Fitting Logistic Regression Models

We will fit the following candidate models on the 2-level categorical response Rent_Many:

# make formula for lm models
response_glm <- names(df_train)[2]
models_glm <- response_glm %&% " ~ " %&% model_candidates 
models_glm

## [1] "Rent_Many ~ ."                                                    
## [2] "Rent_Many ~ Hour +  Temperature + Humidity + Wind_Speed"          
## [3] "Rent_Many ~ Hour +  Temperature * Humidity + Wind_Speed"          
## [4] "Rent_Many ~ Hour +  Temperature * Humidity + Seasons + Holiday"   
## [5] "Rent_Many ~ (Hour + Temperature + Humidity)^2 + Seasons + Holiday"
## [6] "Rent_Many ~ Hour * Holiday + Temperature * Humidity"

For each candidate model, we will perform the logistic regression on the train set, find the best one with cross validation, and use it to make predictions on the test set. The helper function returns a summary of metric in a data frame.

# fit the models
fit_glm <- fit_glm_models(response_glm, models_glm, df_train, df_test, "binomial", "Accuracy")
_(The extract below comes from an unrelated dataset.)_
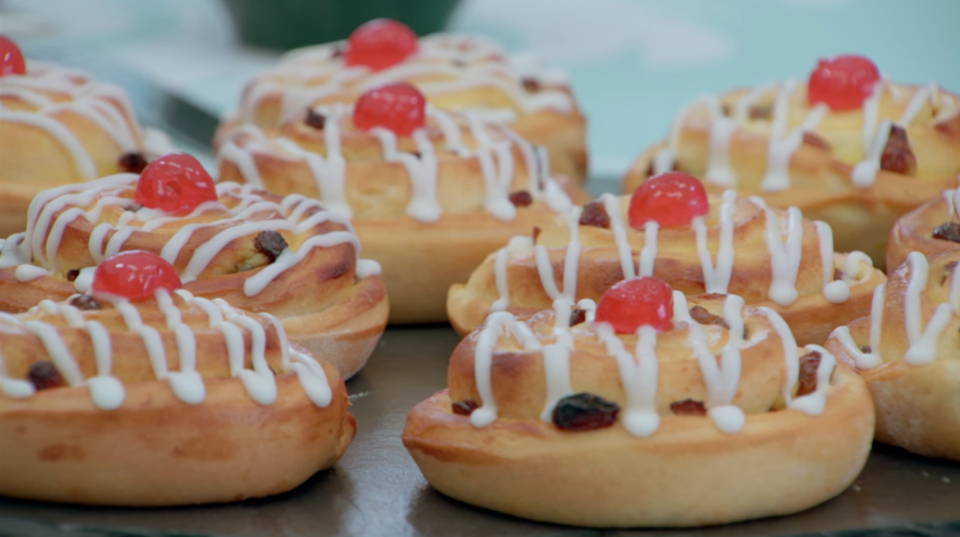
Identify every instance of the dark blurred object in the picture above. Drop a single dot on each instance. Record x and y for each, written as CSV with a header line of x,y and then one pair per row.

## Fit model: 'Rent_Many ~ .' 
## Accuracy = 0.993147555961626 
## Fit model: 'Rent_Many ~ Hour +  Temperature + Humidity + Wind_Speed' 
## Accuracy = 0.804020100502513 
## Fit model: 'Rent_Many ~ Hour +  Temperature * Humidity + Wind_Speed' 
## Accuracy = 0.809502055733212 
## Fit model: 'Rent_Many ~ Hour +  Temperature * Humidity + Seasons + Holiday' 
## Accuracy = 0.819552306989493 
## Fit model: 'Rent_Many ~ (Hour + Temperature + Humidity)^2 + Seasons + Holiday' 
## Accuracy = 0.822750114207401 
## Fit model: 'Rent_Many ~ Hour * Holiday + Temperature * Humidity' 
## Accuracy = 0.811329374143445

fit_glm

The model “Rent_Many ~ .” has the largest accuracy of 0.99

Conclusion

Both of MLR models and logistic regression models give similar results. Among the candidate models, the models with only main effects (without interactions and higher-oder terms) perform best to predict the test set.